Was this a visit to a menagerie or the desert? After all, we climbed Rabbit, Coyote, and Whale. Shortly after Richard Stover and I left the S-22 highway to begin our walk across the desert toward the long ridge leading to Rabbit Peak, we were passed by a speedy couple with camelback water packs and little gear. They announced they were climbing Rabbit as a dayhike and sped past.
We trudged along with our heavy packs containing 2 1/2 gallons of water apiece. Since we hike slowly, and the days were short, we had decided to take 2 1/2 days to climb Rabbit (20 miles, 8300' elevation gain). We would camp for two nights on top of Villager. As we ascended the ridge, the words of one of Robert Louis Stevenson's verses kept running through my mind: "Dark brown is the river/Golden is the sand/The stream goes on forever . . . " Substitute the word "ridge" for "stream," and you get the picture.

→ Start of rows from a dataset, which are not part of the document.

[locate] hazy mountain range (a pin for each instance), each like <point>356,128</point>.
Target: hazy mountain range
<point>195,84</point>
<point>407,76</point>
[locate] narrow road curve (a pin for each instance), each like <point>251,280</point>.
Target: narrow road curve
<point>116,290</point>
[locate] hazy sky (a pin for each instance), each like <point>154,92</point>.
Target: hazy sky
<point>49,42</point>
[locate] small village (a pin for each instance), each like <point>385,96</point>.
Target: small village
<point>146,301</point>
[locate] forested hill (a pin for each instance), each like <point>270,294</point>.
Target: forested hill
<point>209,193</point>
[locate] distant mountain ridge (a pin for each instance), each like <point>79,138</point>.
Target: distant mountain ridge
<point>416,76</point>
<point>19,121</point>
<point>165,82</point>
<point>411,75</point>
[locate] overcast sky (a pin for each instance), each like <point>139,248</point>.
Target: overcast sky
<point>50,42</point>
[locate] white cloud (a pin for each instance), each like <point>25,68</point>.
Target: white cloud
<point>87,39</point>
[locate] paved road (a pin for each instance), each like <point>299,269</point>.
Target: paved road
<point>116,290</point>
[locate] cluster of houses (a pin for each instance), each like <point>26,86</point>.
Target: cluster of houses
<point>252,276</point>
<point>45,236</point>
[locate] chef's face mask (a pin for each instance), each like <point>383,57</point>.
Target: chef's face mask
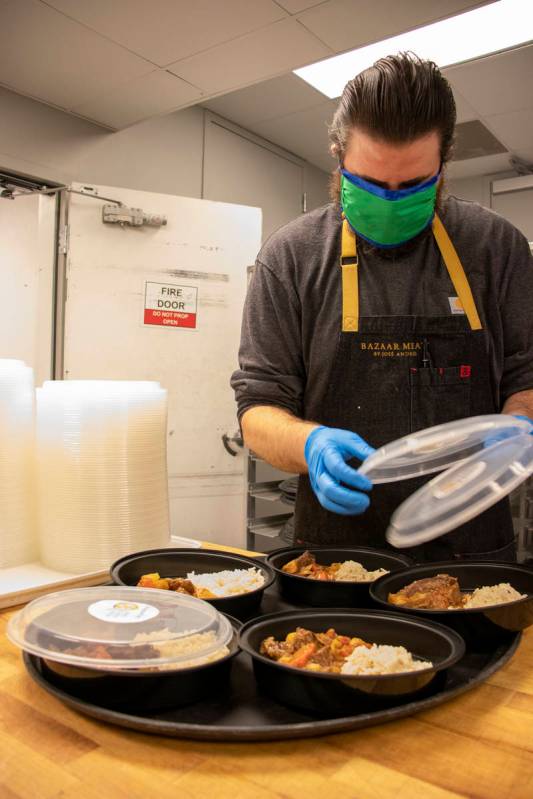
<point>384,217</point>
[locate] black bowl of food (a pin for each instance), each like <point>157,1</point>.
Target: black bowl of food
<point>129,646</point>
<point>324,661</point>
<point>480,599</point>
<point>234,584</point>
<point>332,576</point>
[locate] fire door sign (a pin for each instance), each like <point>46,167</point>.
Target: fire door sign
<point>170,305</point>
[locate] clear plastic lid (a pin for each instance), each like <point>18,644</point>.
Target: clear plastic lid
<point>437,448</point>
<point>115,628</point>
<point>462,492</point>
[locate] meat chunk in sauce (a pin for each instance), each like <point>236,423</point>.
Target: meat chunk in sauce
<point>431,593</point>
<point>304,649</point>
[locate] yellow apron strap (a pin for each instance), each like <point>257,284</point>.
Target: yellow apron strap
<point>350,286</point>
<point>457,273</point>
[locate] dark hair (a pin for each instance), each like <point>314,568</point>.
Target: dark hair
<point>398,99</point>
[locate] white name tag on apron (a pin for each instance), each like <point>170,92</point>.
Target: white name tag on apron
<point>456,305</point>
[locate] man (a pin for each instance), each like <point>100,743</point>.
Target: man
<point>414,310</point>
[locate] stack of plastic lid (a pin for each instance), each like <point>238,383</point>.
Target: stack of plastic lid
<point>101,471</point>
<point>18,537</point>
<point>482,459</point>
<point>121,629</point>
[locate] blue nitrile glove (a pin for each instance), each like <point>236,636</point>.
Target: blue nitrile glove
<point>326,452</point>
<point>506,433</point>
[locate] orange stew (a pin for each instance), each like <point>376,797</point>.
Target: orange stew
<point>304,649</point>
<point>179,584</point>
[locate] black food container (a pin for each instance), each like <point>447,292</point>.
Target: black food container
<point>482,625</point>
<point>321,593</point>
<point>178,562</point>
<point>335,694</point>
<point>146,690</point>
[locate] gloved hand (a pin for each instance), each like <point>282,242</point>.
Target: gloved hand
<point>326,452</point>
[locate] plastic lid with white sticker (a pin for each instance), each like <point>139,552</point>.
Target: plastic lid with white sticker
<point>462,492</point>
<point>437,448</point>
<point>120,628</point>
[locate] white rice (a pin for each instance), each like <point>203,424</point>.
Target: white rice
<point>229,582</point>
<point>382,659</point>
<point>354,572</point>
<point>492,595</point>
<point>177,647</point>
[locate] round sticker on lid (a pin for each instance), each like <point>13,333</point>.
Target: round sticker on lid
<point>121,611</point>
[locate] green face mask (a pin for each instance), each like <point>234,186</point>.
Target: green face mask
<point>384,217</point>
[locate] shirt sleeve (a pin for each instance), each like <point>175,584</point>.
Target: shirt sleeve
<point>516,307</point>
<point>271,370</point>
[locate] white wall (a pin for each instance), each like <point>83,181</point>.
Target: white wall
<point>27,227</point>
<point>164,154</point>
<point>517,207</point>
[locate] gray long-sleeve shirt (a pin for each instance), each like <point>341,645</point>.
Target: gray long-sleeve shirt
<point>292,314</point>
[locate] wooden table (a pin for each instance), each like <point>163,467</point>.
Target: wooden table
<point>479,745</point>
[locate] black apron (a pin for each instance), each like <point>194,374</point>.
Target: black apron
<point>391,376</point>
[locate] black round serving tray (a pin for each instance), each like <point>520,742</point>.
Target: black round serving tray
<point>244,714</point>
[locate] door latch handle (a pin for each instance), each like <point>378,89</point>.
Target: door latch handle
<point>235,439</point>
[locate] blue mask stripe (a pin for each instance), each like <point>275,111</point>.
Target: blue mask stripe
<point>388,194</point>
<point>388,246</point>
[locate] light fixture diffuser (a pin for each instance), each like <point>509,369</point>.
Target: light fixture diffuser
<point>489,29</point>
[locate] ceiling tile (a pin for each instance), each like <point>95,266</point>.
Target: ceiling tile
<point>496,84</point>
<point>152,94</point>
<point>259,55</point>
<point>488,165</point>
<point>474,140</point>
<point>515,129</point>
<point>347,24</point>
<point>295,6</point>
<point>47,56</point>
<point>266,100</point>
<point>304,133</point>
<point>525,153</point>
<point>165,31</point>
<point>465,112</point>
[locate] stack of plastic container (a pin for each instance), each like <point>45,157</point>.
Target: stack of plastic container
<point>18,537</point>
<point>101,471</point>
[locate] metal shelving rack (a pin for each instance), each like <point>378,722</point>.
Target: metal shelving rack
<point>258,523</point>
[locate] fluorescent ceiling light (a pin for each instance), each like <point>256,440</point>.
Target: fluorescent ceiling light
<point>498,26</point>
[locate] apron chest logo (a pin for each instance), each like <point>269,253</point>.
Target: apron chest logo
<point>398,349</point>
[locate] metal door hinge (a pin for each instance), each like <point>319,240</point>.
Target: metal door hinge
<point>63,239</point>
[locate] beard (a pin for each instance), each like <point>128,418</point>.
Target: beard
<point>390,253</point>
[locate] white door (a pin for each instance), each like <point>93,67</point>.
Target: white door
<point>166,304</point>
<point>27,232</point>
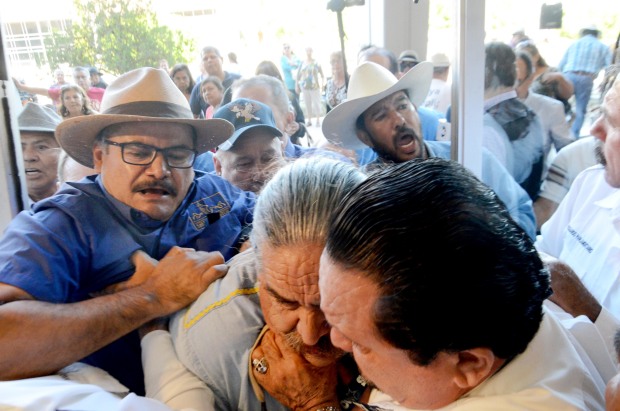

The day before, we had climbed Coyote Mountain as a warm up. An entry in its register had given me a chuckle. Fed up with climbers boasting about the speed of the ascent and how many bighorn they had spotted, one writer had written something like, "Made the climb in 23 minutes and saw 2,741 bighorn." At about the 2500 foot level, we met a backpacker descending. He had climbed Villager but had backed off Rabbit because the "terrain was so rough." Actually it's not rough at all. There's a use trail the entire way. It's just a LONG, LONG way with a lot of elevation gain and loss between Rabbit and Villager.
At about 4800 feet, we met the speedy couple coming down. "Wow," I enthused, "I'm really impressed."
"Don't be," the man responded. "We decided not to do Rabbit."
Shortly thereafter, as we hiked the ridge which dropped away sharply on each side, a formation of cormorants flew directly overhead. I took it as a good sign.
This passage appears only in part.